Markets took a dive today as the US consumer confidence numbers disappointed; showing a reading of 52.9 vs consensus 63.3, and down sharply on the May reading of a downward revised 62.7, as consumers adjusted their views slightly on the back of a still tepid jobs market.
But it's not really time to hit the panic button yet, a lot of commentators are running around saying we are on the cusp of the next great depression, but at least in terms of the consumer confidence numbers there's not really anything to worry about. It just reflects the reality that things are hard, jobs are still growing relatively slowly, the housing market is going sideways (if not down), and the priority is squarely on recovering and de-leveraging; though things may be bad they are not dire, yet.
There is a tail risk that things could get a lot worse, there is a reasonable probability that things will slow further, and then there's a pretty good chance that things will carry on just fine and that the gradual economic recovery will continue even as stimulus measures run their course (though note, a lot of the stimulus plan is still unspent). Indeed on the stimulus front, the rhetoric from Washington seems to be more for additional stimulus than fiscal austerity/responsibility.

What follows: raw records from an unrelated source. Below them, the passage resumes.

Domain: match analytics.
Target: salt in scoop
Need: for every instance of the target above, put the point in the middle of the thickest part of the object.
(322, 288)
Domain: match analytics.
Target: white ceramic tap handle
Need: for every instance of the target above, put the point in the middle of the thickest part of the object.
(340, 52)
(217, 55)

Speaking of tail risks, the US economic Achilles heel; the housing market, showed further signs of not really doing much at all in April. The 20-city composite index was up 0.4% month on month, and 4% year on year. This is still an area of vulnerability as the potential for further defaults rise given the tough conditions (as confirmed by the confidence numbers), and slow or no income growth puts a cap on demand.

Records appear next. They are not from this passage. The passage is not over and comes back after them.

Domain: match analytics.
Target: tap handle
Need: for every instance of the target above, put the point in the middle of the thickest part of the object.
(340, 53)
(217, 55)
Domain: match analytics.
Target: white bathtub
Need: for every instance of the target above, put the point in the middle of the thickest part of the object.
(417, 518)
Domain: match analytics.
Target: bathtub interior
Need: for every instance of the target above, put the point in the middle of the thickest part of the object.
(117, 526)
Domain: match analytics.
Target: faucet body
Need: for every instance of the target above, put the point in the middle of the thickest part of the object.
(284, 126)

There is a non-zero probability that the US government will provide additional stimulus targeted at the housing market to put a floor under prices; especially with congressional elections in November. If not the path of the housing market will likely be dependent on lending rates staying low, and jobs growth picking up appreciably - neither of which are exceedingly likely outcomes.
So what are the key points? I have presented both a positive and a negative spin on the data; there is the reassurance - or seeing the numbers as what they really mean. But there is also the recognition that things could get worse; but that they will likely carry on business as usual; and that the gradual - yet fragile economic recovery will continue. In other words, don't panic yet, this is what a recovery from such a deep and structurally meaningful recession should look like. At least save your panic for when or if the tail risks materialize!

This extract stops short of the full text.